ラーメンをすすり、チャーハンを食べ、スープで流す。

時折、ビールを飲み、餃子を口にする。

新聞を読んでいたオジサンは、

「君、良く食べるね?」

と、若い男に言うと、

「はい。ここは、うちの親が経営する店なので、腹一杯食べられるのです」

と、答えた。

「……親族か?なら、もっと食べなさい」

と、オジサンはメニューを渡した。

追加で、豚足、味噌ラーメン、天津飯を注文した。

あっという間に食べ終えて、店を出ようとした。

すると、店員の男が、

「お客様、まだ、お支払いが……」

と、言うと、

「あ、支払いはあのテーブルの父親が払いますから」

「父親?」

「うん。父親だよ」

「クソガキ!食い逃げだな?あのオッサンは、俺の親父だ。ピンちゃん」

と、言うと、ガタイの良い大男が現れた。大男は若者の胸ぐらを掴み、持ち上げようとした。若者は、大男の足の甲を踏みつけ、手が離れると出口に向かった。しかし、数名の男が現れ、襲ってくる。

店内で乱闘が始まった。多勢に無勢。若い男はついに取り押さえられた。

すると、突然、大男が昏倒した。

大男は鼻の頭が赤いジイサンに後頭部を殴られたのだ。


「兄ちゃん、見てな。闘いとはこう言うもんだ」

ジイサンはバッタバッタと男どもを殴り倒す。

ジイサンの身体はいつも左右に揺れている。

「兄ちゃん、酔拳とはこう言うものだ」

と、言った。

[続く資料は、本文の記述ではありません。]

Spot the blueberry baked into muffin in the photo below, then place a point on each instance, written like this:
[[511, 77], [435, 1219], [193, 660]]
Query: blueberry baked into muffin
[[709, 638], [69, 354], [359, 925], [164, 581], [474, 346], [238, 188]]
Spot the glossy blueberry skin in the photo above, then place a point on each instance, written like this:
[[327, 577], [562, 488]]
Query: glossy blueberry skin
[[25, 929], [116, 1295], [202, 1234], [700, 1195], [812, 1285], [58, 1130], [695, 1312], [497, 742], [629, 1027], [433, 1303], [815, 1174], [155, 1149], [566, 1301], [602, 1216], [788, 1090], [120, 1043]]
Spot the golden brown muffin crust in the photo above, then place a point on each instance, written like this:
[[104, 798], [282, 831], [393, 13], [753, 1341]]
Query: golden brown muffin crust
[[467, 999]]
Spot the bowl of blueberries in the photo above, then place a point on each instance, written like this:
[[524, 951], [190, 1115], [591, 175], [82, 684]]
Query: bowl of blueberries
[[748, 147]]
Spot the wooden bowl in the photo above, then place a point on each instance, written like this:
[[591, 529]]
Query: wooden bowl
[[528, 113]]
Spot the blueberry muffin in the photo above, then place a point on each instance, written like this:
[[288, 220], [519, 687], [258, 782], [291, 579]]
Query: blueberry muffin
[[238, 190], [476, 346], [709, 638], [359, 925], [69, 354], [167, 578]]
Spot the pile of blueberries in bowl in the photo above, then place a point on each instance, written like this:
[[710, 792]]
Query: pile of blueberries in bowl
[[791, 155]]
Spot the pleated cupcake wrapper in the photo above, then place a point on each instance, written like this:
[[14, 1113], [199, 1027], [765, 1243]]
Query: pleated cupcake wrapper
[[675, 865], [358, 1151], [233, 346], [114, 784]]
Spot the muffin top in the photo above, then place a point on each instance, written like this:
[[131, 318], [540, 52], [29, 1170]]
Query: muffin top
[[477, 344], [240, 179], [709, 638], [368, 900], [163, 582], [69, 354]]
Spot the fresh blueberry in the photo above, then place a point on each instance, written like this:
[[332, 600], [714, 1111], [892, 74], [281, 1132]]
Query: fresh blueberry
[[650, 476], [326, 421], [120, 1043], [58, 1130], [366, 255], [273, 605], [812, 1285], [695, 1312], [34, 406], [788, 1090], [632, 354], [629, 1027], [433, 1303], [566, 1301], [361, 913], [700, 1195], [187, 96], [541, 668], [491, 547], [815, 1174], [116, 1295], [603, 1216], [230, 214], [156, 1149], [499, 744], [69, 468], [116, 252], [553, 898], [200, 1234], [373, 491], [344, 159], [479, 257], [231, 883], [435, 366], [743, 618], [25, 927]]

若者は黙って立ち尽くしていた。

ジイサンは、店員に若者の代金まで支払い店を出た。

「もしかして、あなたは酔拳の達人、チェン・パイさんで無いですか?僕はゼットリー・チェンです」

ジイサンは立ち止まり、

「若造、良くワシの名を知っておるな」

「チェンさん、僕に酔拳を教えてもらえませんか?3年前、悪党に父親を殺されて、必ず仇を取りたいんです」

「……フン、仇か。しかし、ワシは弟子は取らん」

「あ、そうッスか?じゃ」

「待て待て、何だ?ゼットリー・チェンだっけ?諦めるのが早いよ」

「じゃ、弟子にしてくれるんですか?」

「弟子は、取らん」

「お疲れ〜ッス」

「待て待て、すぐ行くなよ!こんなドラマなら、若者はしつこく、師匠にすがりつくんだよ。何だっけ?お前は父親の仇を取りたいだんだろ?背負ってるのが、重いよな?」 

「僕、原作を見てないZ世代なんで、わかんないんすよね」

チェン・パイは椅子に腰掛けた。

「実を言うとな。ワシも昔、家族を悪党に殺されてな。仇を討つために日夜修行に励んだもんだ。それから見ると、ワシとお前は境遇が似てい……!!」

ゼットリー・チェンは、うまい棒を食べていた。

「マジか〜。マジでか〜。絶対、食べちゃいかんシーンだろ」

「いいじゃないッスか。舞台は日本なのに、中国にありそうな名前じゃないッスか。僕を弟子にしてくれるんスか?」

「お前に、その気があれば、しかたない弟子にしてやる」

「あざーす」

「軽い!。軽いんだよなぁ~。よしっ、どうでも良い。修業じゃ」

「あ、今日はダメっす」

「何で?」

「土日祝は休みにしたいんスよ。労働基準法にもありますから、働き過ぎは違反スよ」

「働き?修業じゃねぇか!」

「えっ、師匠の弟子なんだから、時給1500円で!」

「もう、何なんだコイツ!引くわ〜」

「じゃ、月曜日から宜しくッス」


こうして、一組の師弟が生まれたのである。